Ce thème va accompagner l’intégralité des apparitions du céphalopode maléfique jusqu’à la fin du jeu. Une des reprises les plus impressionnantes étant celle de la possession de Linebeck par Bellum, où les deux mélodies luttent véritablement entre elles à partir de 22 secondes, le thème de Bellum venant dialoguer avec celui de Linebeck, et le parasiter avec des dissonances particulièrement audibles.

Maintenant, la question « pourquoi ce thème ? » se pose. Il est difficile d’y voir autre chose que le pur plaisir de jouer à cache-cache avec de vieilles références connues des joueurs des anciens épisodes. Cependant, l’ombre du Ganon de A Link to the Past n’est pas bien loin : un parallèle thématique est par exemple fait lors d’une phase de combat contre Bellum qui reprend clairement la mesure asymétrique et la structure de la basse du combat final contre Ganon de l’épisode SNES.
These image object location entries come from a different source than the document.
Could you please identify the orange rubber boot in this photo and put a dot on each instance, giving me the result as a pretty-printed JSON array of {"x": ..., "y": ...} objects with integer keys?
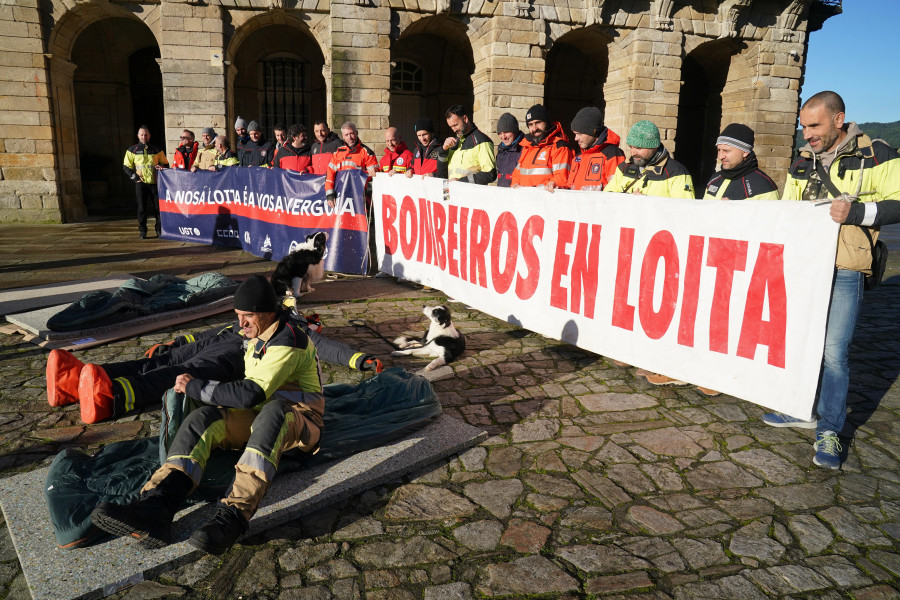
[
  {"x": 95, "y": 394},
  {"x": 63, "y": 370}
]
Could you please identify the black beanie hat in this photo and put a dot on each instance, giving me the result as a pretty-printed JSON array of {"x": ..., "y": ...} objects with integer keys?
[
  {"x": 256, "y": 294},
  {"x": 588, "y": 120},
  {"x": 537, "y": 113},
  {"x": 507, "y": 124},
  {"x": 424, "y": 124},
  {"x": 737, "y": 135}
]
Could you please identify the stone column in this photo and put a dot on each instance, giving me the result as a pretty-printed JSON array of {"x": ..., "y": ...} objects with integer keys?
[
  {"x": 28, "y": 171},
  {"x": 193, "y": 71},
  {"x": 644, "y": 82},
  {"x": 509, "y": 65},
  {"x": 361, "y": 68}
]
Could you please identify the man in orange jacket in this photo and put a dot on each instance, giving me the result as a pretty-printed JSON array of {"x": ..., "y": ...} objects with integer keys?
[
  {"x": 600, "y": 153},
  {"x": 546, "y": 156},
  {"x": 352, "y": 155}
]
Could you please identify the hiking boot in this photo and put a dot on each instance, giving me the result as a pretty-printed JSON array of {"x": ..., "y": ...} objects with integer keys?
[
  {"x": 149, "y": 519},
  {"x": 63, "y": 370},
  {"x": 220, "y": 533},
  {"x": 657, "y": 379},
  {"x": 777, "y": 419},
  {"x": 95, "y": 393},
  {"x": 828, "y": 450}
]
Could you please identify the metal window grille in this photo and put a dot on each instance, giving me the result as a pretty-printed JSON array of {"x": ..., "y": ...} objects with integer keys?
[
  {"x": 283, "y": 98},
  {"x": 406, "y": 77}
]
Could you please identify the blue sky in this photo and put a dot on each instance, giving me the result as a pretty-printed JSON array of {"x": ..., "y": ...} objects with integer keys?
[{"x": 855, "y": 55}]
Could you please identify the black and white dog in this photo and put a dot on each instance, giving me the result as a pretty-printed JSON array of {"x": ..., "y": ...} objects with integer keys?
[
  {"x": 302, "y": 267},
  {"x": 442, "y": 340}
]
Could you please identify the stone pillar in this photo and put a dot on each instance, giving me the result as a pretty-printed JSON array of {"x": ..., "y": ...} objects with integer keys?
[
  {"x": 361, "y": 68},
  {"x": 28, "y": 172},
  {"x": 644, "y": 82},
  {"x": 509, "y": 66},
  {"x": 193, "y": 70}
]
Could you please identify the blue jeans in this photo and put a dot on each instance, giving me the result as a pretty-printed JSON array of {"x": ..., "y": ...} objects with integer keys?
[{"x": 846, "y": 297}]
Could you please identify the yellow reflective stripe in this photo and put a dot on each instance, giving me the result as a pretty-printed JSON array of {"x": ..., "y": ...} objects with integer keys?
[
  {"x": 129, "y": 393},
  {"x": 536, "y": 171}
]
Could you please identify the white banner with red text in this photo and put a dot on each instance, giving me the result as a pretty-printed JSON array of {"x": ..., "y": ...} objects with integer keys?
[{"x": 731, "y": 296}]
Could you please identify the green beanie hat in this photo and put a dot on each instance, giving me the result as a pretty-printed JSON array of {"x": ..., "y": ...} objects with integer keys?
[{"x": 644, "y": 134}]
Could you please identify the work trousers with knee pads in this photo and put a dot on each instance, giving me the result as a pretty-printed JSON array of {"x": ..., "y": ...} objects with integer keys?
[{"x": 264, "y": 433}]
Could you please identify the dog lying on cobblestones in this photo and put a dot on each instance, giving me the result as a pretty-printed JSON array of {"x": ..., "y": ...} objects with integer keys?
[
  {"x": 302, "y": 267},
  {"x": 441, "y": 340}
]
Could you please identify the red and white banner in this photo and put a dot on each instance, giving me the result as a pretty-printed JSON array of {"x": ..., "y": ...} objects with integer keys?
[{"x": 728, "y": 295}]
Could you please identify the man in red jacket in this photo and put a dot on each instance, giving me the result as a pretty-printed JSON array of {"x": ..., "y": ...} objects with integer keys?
[
  {"x": 600, "y": 152},
  {"x": 397, "y": 158},
  {"x": 323, "y": 147},
  {"x": 352, "y": 155},
  {"x": 295, "y": 154},
  {"x": 546, "y": 156}
]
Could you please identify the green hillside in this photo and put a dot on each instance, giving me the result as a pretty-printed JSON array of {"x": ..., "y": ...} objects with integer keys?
[{"x": 889, "y": 132}]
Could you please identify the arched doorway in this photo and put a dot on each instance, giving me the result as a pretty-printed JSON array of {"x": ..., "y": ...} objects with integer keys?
[
  {"x": 704, "y": 72},
  {"x": 117, "y": 86},
  {"x": 431, "y": 69},
  {"x": 276, "y": 77},
  {"x": 576, "y": 69}
]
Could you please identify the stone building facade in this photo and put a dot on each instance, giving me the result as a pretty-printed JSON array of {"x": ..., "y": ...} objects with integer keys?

Peut-être que les développeurs et compositeurs ont voulu insinuer qu’en se jetant à la poursuite du Navire Fantôme, Link et Tétra revivent de façon illusoire les événements de The Wind Waker, et la malédiction ancestrale qu’il fuient. Après tout [Spoiler] à la fin du jeu, les deux jeunes gens s’éveillent sur un Navire Fantôme désert, et découvrent, confus, que leur aventure n’a en fait duré que dix minutes. Tout semble donc n’avoir été qu’un mauvais rêve, le bateau s’évanouit et le voyage reprend. [Fin du spoiler] Quoi que veuille dire ce choix, il est intéressant de voir comment les compositeurs ont ici décidé de mener le joueur par le bout du nez en utilisant ouvertement le thème de Ganon. Quelques années plus tard, dans Skyward Sword, leurs collègues feront le contraire en n’utilisant pas le thème du méchant emblématique, là où il aurait pourtant parfaitement sa place. Si la question vous intrigue, je l’ai décortiquée dans cet autre article.
On voit bien ici à quel point l’héritage de A Link to the Past est devenu complexe et donne lieu à différents choix de références sur le plan musical. Les références au niveau du gameplay ne sont d’ailleurs pas en reste, certains combats reprenant le « ping pong » d’Ocarina of Time de façon très évidente. D’ailleurs à ce sujet, le jeu n’a pas fini de vous surprendre, et je vous recommande d’écouter le thème de Ciela avec beaucoup d’attention. Si ici le thème ne dévoile pas forcément la réelle nature du personnage, la référence n’en est pas moins intéressante.